Ogni ingrediente ha la sua storia. Ha il suo gusto peculiare. Ha le sue sfumature di gusto secondarie. Ha la sua struttura che dobbiamo rispettare e valorizzare. Deve avere i giusti “compagni di viaggio “nel piatto. Ci riferiamo al percorso della corretta manipolazione.
Quando ad esempio parliamo della nostra amata cucina siciliana, l’unica regione al mondo che permette di creare una cucina a 360 gradi (abbiamo in fondo tutto da est a ovest, le carni fresche, l’orto, i frutteti, il mare, i prodotti caseari, i salumi), utilizzando solo straordinari prodotti locali, e nello specifico parliamo ad esempio di crudi di mare, di “freddi”, per molti si tratta di piatti banali perché non cucinati, ma non è affatto così.
Non possiamo ignorare il fatto che un tonno rosso trapanese non è uno spada del mare di Messina, non è un gambero rosso di Mazara, non è una ricciola pescata a largo di Lampedusa e non è nemmeno un’alice della zona di mare di Sciacca.
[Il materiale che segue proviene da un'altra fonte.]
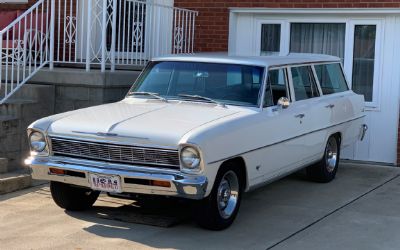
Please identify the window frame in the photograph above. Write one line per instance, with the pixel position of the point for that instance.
(319, 83)
(287, 84)
(286, 20)
(310, 65)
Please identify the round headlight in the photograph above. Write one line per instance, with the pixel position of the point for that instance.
(190, 158)
(37, 141)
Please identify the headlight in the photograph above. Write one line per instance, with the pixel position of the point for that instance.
(190, 158)
(37, 142)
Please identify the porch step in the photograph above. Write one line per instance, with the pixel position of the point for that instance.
(15, 106)
(14, 181)
(3, 165)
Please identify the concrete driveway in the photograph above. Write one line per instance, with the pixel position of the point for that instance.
(360, 209)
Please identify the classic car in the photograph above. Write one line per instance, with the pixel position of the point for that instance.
(205, 127)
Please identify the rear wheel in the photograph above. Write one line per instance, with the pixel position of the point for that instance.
(71, 197)
(325, 170)
(219, 209)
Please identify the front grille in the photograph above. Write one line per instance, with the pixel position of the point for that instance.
(116, 153)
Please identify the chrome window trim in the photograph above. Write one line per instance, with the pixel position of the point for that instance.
(310, 66)
(288, 90)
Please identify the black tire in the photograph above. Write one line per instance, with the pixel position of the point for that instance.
(325, 170)
(207, 212)
(72, 198)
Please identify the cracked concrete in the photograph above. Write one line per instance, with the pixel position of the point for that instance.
(358, 210)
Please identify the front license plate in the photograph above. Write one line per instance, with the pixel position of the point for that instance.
(106, 183)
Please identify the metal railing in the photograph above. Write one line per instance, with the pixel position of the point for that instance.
(91, 33)
(24, 48)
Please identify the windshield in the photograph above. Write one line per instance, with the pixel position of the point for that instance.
(203, 82)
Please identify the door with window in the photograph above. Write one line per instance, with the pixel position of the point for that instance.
(359, 43)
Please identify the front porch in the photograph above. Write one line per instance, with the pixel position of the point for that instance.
(90, 34)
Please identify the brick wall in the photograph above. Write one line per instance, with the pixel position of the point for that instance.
(212, 22)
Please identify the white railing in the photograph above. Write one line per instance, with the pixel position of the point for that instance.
(120, 32)
(92, 33)
(24, 48)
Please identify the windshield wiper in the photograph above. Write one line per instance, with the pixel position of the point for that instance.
(199, 97)
(155, 95)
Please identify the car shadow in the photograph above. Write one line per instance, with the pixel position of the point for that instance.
(169, 223)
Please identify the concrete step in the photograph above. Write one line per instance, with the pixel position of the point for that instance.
(15, 106)
(3, 165)
(14, 181)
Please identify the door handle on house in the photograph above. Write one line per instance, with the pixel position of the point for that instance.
(330, 106)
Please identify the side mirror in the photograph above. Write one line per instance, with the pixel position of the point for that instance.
(283, 102)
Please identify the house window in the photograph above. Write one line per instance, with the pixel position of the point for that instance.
(356, 42)
(270, 39)
(364, 60)
(319, 38)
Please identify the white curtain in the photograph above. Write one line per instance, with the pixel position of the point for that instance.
(270, 39)
(319, 38)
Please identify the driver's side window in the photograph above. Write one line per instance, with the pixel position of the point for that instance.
(276, 87)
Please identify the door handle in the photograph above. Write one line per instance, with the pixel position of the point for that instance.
(330, 106)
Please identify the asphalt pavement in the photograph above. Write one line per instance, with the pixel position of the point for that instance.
(360, 209)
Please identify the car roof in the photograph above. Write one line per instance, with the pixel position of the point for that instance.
(265, 61)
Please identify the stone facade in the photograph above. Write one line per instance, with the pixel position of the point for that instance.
(52, 92)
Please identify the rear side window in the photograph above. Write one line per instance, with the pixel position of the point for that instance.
(303, 83)
(331, 78)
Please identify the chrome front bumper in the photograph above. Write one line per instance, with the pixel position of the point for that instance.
(185, 186)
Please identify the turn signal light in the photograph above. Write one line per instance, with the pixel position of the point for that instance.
(57, 171)
(161, 183)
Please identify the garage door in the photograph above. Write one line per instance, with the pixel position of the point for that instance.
(366, 47)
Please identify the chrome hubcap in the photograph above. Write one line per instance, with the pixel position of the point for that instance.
(331, 152)
(227, 194)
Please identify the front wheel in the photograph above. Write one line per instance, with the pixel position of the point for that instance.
(325, 170)
(71, 197)
(219, 209)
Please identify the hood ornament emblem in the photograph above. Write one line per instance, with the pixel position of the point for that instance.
(106, 134)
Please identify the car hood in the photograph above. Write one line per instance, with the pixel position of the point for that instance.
(138, 122)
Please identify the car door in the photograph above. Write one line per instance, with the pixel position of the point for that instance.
(284, 126)
(339, 100)
(312, 118)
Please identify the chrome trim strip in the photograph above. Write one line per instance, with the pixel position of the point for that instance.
(108, 141)
(185, 186)
(110, 165)
(289, 139)
(108, 148)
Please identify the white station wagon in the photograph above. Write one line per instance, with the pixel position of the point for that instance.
(205, 127)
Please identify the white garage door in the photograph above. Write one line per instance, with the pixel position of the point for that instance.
(368, 51)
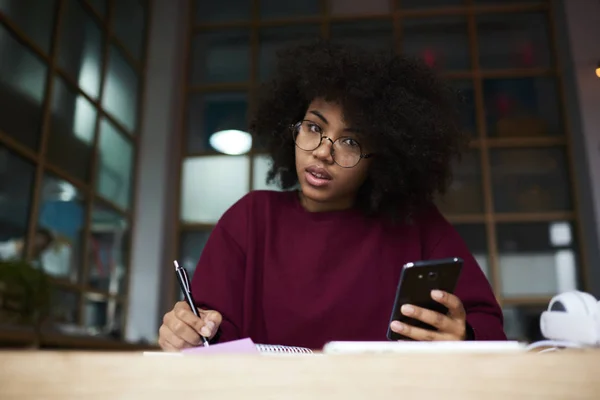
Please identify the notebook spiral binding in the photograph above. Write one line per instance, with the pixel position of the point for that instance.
(274, 348)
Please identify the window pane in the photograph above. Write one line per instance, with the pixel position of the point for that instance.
(475, 237)
(442, 42)
(102, 317)
(22, 86)
(512, 40)
(288, 9)
(120, 96)
(537, 259)
(64, 311)
(465, 194)
(16, 182)
(522, 107)
(72, 131)
(368, 34)
(502, 2)
(261, 167)
(62, 211)
(192, 244)
(220, 11)
(372, 7)
(210, 113)
(109, 250)
(80, 50)
(221, 56)
(130, 25)
(467, 105)
(99, 5)
(115, 169)
(530, 180)
(522, 323)
(276, 38)
(35, 18)
(430, 3)
(210, 185)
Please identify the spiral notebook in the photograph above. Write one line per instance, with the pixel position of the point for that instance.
(246, 346)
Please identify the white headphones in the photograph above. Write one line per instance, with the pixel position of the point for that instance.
(572, 317)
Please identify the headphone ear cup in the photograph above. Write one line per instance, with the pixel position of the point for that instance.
(575, 303)
(572, 316)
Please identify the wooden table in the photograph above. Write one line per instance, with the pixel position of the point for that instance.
(68, 375)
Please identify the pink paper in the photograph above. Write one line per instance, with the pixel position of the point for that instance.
(241, 346)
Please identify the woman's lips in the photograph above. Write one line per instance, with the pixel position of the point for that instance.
(317, 176)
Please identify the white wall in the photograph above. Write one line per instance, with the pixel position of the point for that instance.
(155, 186)
(581, 53)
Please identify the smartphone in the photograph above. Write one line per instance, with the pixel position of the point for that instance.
(416, 282)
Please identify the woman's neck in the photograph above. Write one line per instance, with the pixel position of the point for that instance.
(318, 206)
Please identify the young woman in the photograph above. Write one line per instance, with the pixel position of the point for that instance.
(364, 141)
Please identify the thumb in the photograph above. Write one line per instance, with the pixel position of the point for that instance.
(212, 320)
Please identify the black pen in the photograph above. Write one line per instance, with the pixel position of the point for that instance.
(184, 282)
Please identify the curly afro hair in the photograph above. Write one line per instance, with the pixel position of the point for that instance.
(409, 119)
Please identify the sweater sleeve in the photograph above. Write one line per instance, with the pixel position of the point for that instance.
(484, 315)
(218, 281)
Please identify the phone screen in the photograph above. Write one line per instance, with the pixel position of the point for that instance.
(417, 280)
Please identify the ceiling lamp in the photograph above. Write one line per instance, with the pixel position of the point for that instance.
(231, 141)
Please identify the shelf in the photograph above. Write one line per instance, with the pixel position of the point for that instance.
(15, 336)
(11, 336)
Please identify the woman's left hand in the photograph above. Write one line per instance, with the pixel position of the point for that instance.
(452, 326)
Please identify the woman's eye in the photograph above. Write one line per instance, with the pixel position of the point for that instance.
(314, 128)
(350, 142)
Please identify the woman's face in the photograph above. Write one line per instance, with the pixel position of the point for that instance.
(326, 185)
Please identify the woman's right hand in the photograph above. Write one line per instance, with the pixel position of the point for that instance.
(182, 329)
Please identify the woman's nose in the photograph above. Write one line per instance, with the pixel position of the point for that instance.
(324, 150)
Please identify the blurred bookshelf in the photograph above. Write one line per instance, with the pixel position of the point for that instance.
(71, 84)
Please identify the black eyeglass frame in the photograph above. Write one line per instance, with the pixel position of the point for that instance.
(295, 127)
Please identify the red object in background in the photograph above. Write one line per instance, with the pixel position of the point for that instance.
(503, 104)
(526, 55)
(429, 57)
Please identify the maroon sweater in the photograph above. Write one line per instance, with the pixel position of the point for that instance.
(282, 275)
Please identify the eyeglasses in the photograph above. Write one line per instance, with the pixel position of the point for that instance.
(346, 151)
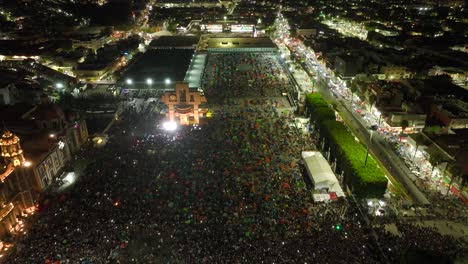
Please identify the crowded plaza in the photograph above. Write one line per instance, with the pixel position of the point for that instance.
(230, 190)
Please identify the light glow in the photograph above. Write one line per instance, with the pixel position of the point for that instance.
(170, 125)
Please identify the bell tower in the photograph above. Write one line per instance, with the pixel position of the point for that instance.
(11, 149)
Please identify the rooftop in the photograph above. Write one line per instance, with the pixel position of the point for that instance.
(241, 42)
(159, 65)
(174, 42)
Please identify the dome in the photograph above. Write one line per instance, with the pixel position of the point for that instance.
(8, 139)
(48, 111)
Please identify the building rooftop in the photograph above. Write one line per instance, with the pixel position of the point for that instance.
(174, 42)
(241, 42)
(453, 106)
(159, 65)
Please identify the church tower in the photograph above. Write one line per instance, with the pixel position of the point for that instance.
(11, 149)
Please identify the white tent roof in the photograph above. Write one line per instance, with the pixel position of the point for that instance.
(320, 172)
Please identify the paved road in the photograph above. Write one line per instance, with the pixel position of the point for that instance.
(380, 148)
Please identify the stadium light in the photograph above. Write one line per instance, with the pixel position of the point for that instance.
(170, 125)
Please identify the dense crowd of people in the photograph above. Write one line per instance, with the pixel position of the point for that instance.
(229, 191)
(242, 74)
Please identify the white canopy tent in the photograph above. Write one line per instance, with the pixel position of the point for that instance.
(320, 172)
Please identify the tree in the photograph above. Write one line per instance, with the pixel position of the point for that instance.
(372, 100)
(456, 172)
(404, 125)
(353, 88)
(435, 159)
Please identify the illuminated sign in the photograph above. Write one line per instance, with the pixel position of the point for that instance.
(212, 28)
(242, 28)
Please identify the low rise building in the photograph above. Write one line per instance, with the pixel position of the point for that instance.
(185, 105)
(452, 112)
(347, 66)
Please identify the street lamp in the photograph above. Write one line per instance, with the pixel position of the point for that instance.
(367, 151)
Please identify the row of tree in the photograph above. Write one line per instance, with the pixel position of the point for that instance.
(366, 179)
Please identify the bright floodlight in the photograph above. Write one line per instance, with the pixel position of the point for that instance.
(170, 125)
(70, 178)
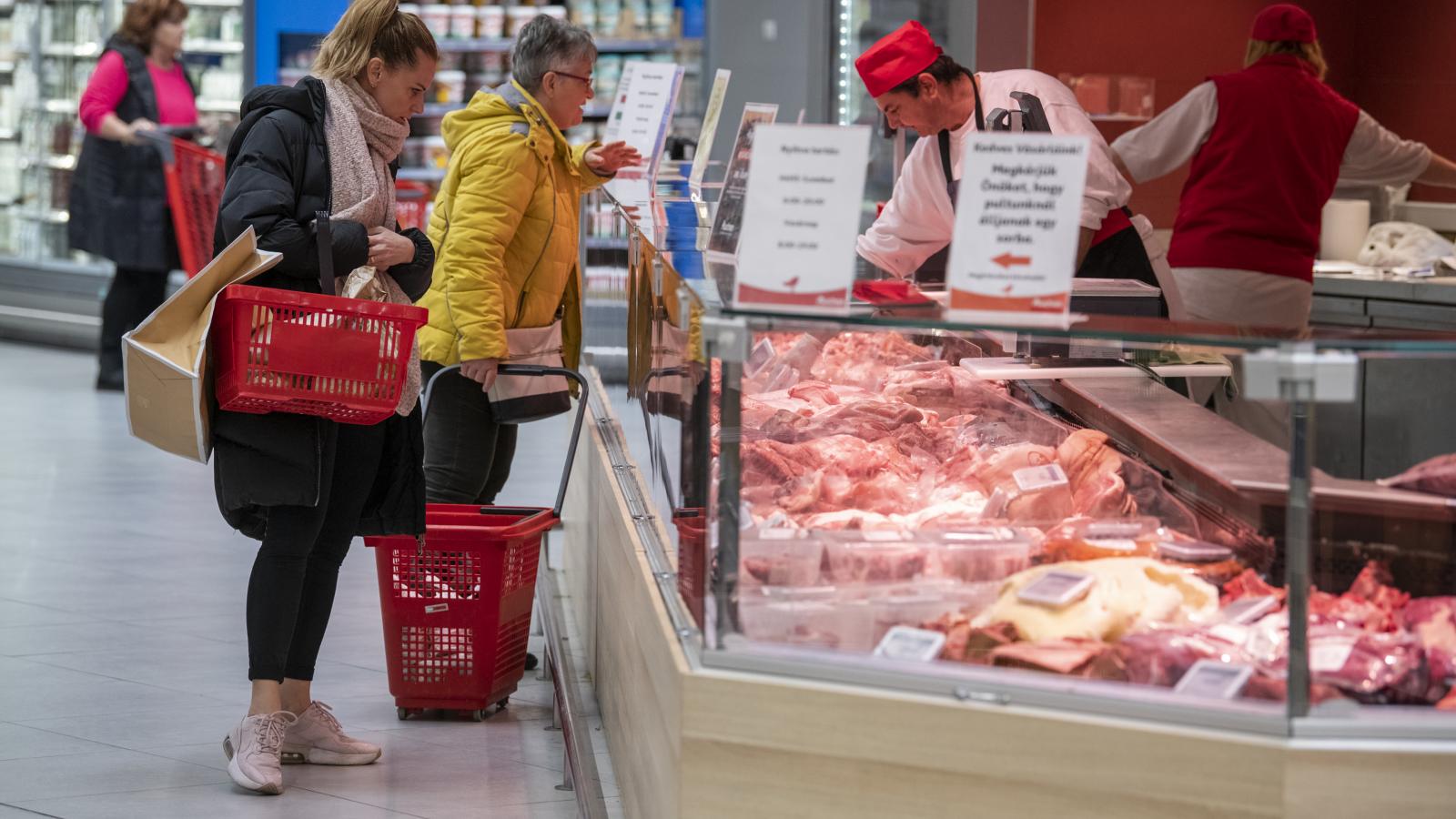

Ognuno ha le sue “esigenze” di preparazioni, di conservazione, di trattamento.
Per esaltare ognuno di essi e renderli protagonisti del nostro piatto occorrono conoscenza, studio, ragionamento. Il piatto che verrà fuori dalla nostra ricerca è in un certo senso solo nostro. Di nessun altro. Nel senso che è frutto della nostra progettualità e della nostra manualità.
Ovviamente la corretta manipolazione della materia prima, che deve essere sempre non invasiva (ad esempio un pesce va cotto pochissimo e va marinato nel modo giusto, non certo per ore e ore), va anche imparata sul campo, ce la insegnano i maestri di cucina, ma ci aiutano a capirla meglio i libri e l’esperienza che acquisiamo. E deve essere un principio, un caposaldo della nostra cucina.
Provare e riprovare, unire pratica e studio, azione e ragionamento. Rispettare il prodotto conoscendolo in fondo è alla base per creare emozione in cucina.